彼氏が信用できないのがしんどい人は母親の影響を受けている

彼氏がどれだけ愛情を伝えても信用できない人がいます。

連絡がつかないだけで、捨てられるのではないかとか、浮気しているのではないかと疑ってしまいます。

また、彼氏の言葉を全てネガティブに捉えてしんどくなってしまう人もいます。

このような女性はもしかしたら母親の影響を受けているのかもしれません。

対人関係の基礎は母親から学ぶ

対人関係は学習によって身に着けます。

では生まれて初めての時、最初の学習相手となるのは誰でしょうか?

それは親です。特に母親の影響は大きいです。

子供は一人では何もできません。困ったとき助けが必要です。

この時に母親がしっかりとケアしてくれると、人間というのは必要な時に思いやりと支援を提供してくれるものなのだと学習します。

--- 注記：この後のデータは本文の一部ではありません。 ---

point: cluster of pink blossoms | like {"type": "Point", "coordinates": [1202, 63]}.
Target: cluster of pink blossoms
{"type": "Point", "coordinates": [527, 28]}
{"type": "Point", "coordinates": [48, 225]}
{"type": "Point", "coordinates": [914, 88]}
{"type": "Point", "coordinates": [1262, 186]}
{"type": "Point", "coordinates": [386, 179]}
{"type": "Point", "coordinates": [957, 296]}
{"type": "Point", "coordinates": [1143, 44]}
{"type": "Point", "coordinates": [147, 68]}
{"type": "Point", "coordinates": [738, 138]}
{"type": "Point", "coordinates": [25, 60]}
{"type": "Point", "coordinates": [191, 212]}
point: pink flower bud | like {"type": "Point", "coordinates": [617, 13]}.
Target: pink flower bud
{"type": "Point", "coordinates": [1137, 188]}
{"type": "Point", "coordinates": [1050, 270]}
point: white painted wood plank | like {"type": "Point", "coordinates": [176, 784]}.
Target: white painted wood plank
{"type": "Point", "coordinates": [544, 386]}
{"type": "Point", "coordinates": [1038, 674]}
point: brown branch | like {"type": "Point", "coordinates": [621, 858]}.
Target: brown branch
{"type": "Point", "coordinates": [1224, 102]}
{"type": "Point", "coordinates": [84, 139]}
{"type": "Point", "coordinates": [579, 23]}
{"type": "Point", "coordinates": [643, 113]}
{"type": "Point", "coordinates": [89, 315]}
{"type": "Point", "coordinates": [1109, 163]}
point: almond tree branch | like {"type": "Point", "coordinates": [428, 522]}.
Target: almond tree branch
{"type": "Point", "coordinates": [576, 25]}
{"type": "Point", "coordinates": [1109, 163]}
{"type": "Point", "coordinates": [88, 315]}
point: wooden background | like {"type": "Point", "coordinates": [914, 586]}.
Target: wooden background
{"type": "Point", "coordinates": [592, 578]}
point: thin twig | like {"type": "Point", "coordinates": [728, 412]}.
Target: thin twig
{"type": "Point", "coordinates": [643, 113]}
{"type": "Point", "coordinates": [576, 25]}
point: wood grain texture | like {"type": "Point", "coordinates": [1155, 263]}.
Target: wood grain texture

それと同時にサポートしてもらえるということは自分は価値のある存在なのだろうと認識します。それによって健全な自己肯定感が育つのです。

反対に母親が十分な世話をしてくれないと「人間というのは冷たい生き物だ」と学びます。

また自分は面倒を見る価値がない存在なのだと認識し自己肯定感も育まれません。

ひどくなると愛着障害などになったりもします。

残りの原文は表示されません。